Наконец, на четвертой ступени форма предстает уже не как организующий принцип материи, а сама по себе, независимо от материи (forma per se, forma separata). Это дух, или ум, разумная душа, высшее из сотворенных сущих. Не будучи связана с материей, человеческая разумная душа не погибает со смертью тела. Поэтому разумная душа носит у Фомы имя «самосущего». В отличие от нее, чувственные души животных не являются самосущими, а потому они и не имеют специфических для разумной души действий, осуществляемых только самой душой, отдельно от тела – мышления и воления; все действия животных, как и многие действия человека (кроме мышления и акта воли), осуществляются с помощью тела. Поэтому души животных погибают вместе с телом, тогда как человеческая душа – бессмертна, она есть самое благородное в сотворенной природе. Следуя Аристотелю, Фома рассматривает разум как высшую среди человеческих способностей, видя и в самой воле прежде всего ее разумное определение, каковым он считает способность различать добро и зло. Как и Аристотель, Фома видит в воле практический разум, то есть разум, направленный на действие, а не на познание, руководящий нашими поступками, нашим жизненным поведением, а не теоретической установкой, не созерцанием.

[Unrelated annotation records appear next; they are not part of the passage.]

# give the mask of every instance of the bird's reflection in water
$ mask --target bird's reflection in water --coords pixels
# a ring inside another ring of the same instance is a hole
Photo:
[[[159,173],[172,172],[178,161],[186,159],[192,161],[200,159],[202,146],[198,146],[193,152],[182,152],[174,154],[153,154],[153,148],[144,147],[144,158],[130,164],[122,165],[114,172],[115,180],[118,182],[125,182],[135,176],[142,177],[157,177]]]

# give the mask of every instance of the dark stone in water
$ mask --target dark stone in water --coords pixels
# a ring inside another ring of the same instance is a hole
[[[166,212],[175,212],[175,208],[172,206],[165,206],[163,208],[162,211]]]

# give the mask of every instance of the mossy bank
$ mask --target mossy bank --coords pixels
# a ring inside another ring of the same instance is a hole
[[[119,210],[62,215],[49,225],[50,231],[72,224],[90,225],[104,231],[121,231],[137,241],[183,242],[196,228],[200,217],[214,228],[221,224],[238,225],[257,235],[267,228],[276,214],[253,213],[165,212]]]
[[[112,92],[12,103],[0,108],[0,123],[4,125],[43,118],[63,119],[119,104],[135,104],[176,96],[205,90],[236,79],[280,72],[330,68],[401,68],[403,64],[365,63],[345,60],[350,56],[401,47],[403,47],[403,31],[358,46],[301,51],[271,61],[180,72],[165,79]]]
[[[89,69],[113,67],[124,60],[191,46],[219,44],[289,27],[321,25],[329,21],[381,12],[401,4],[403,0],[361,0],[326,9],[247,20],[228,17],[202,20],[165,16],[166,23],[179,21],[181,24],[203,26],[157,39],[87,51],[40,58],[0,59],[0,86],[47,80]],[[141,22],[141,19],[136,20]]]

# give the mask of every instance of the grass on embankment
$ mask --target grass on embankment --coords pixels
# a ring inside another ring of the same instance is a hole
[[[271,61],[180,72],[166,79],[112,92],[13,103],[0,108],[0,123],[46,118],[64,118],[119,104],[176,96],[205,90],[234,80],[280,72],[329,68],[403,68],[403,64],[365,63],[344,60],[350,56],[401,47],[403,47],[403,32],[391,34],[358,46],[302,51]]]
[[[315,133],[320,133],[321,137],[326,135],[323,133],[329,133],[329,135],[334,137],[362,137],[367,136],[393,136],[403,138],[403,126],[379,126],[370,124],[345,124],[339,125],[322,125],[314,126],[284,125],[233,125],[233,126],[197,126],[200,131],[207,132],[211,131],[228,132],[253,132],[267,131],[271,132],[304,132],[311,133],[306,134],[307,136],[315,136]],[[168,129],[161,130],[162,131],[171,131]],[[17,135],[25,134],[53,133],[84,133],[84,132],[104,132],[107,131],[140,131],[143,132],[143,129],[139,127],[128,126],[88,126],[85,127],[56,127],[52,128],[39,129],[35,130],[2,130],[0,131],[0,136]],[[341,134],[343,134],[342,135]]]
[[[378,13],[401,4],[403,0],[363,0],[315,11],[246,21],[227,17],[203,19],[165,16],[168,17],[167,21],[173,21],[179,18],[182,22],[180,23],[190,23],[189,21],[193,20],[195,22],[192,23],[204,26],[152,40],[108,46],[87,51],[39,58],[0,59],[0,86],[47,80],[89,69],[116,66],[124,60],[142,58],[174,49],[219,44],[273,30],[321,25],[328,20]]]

В мире Фомы подлинно сущими оказываются в конечном счете индивидуумы. Этот своеобразный персонализм составляет специфику как томистской онтологии, так и средневекового естествознания, предмет которого – действие индивидуальных «скрытых сущностей» «деятелей», душ, духов, сил. Начиная с Бога, который есть чистый акт бытия, и кончая малейшей из сотворенных сущностей, каждое сущее обладает относительной самостоятельностью, которая уменьшается по мере движения вниз, то есть по мере убывания актуальности бытия существ, располагающихся на иерархической лестнице.

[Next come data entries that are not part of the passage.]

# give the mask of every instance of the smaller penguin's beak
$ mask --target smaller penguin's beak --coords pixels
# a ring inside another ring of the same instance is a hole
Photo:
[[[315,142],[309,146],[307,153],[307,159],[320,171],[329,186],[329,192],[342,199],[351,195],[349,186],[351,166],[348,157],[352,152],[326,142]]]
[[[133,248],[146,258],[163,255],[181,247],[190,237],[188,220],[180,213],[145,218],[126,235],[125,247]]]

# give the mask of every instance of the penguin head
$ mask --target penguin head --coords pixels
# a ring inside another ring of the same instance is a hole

Учение Фомы пользовалось большим влиянием в Средние века, Римская церковь официально признала его: в XIX веке папа Лев XIII веке провозгласил, что наиболее адекватным выражением католического богословия является система Фомы Аквината. Это учение возрождается и в XX веке под названием неотомизма – одного из наиболее значительных течений католической философии на Западе.

Материя как начало индивидуации и персонализм

Материя в томизме начало индивидуации. В ее отношении к духовному мы уже не находим типичного для греков дуалистического и пессимистического тумана. Тело свято, как свята душа. Платон, обожествляя душу, несколько переусердствовал, сведя тело к темнице, понимая единство тела и души как что-то эпизодическое и негативное. Аристотель реабилитирует единство тела и души, но лишь до того пункта, где начинается платоновское объяснение бессмертия души (обособленного интеллекта).

Аквинат следует за Аристотелем, спасая субстанциональность компонентов единства. Мыслит индивидуум, а не душа; тот, кто чувствует, – человек, а не тело. Будучи духовной, душа – форма тела, более того, формальное начало (способность одушевлять тело) обосновывает его субстанциональность.

Платоновский тезис о субстанциональности души и аристотелевский тезис о душе как формальном начале, фондируя друг друга, дают нам томистский принцип единства человека, в котором отчетливо проступает примат личности над видом. Личность, участвующая в божественном бытии, ведома судьбой к блаженству. "Persona significat id quod est perfectissimum in tota natura", "Личность означает то, что есть самое совершенное во всей природе".

Новое вино наполнило старые меха, античная проблематика вошла в новую перспективу веры, обретя иные очертания. Бог в греческом горизонте выступал как средство совершенства в неком порядке бытия (мышление в модусе качеств Аристотеля или благо у Платона). Христианский Бог – первый в порядке бытия, где "первый" – понятие метафизическое, и лишь потом "двигатель" как понятие физики. Греческий универсум возможен в более общем плане интеллигибельного или становления, христианский универсум начинается со дня творения в порядке бытия. Целесообразность на греческий лад имманентна внутреннему порядку существ, финализм христианский трансцендентен – все идет назначенным путем к известной заранее Цели. Все подчинено Богу: "Бог сотворил небо и землю", "Бог есть тот, кто есть".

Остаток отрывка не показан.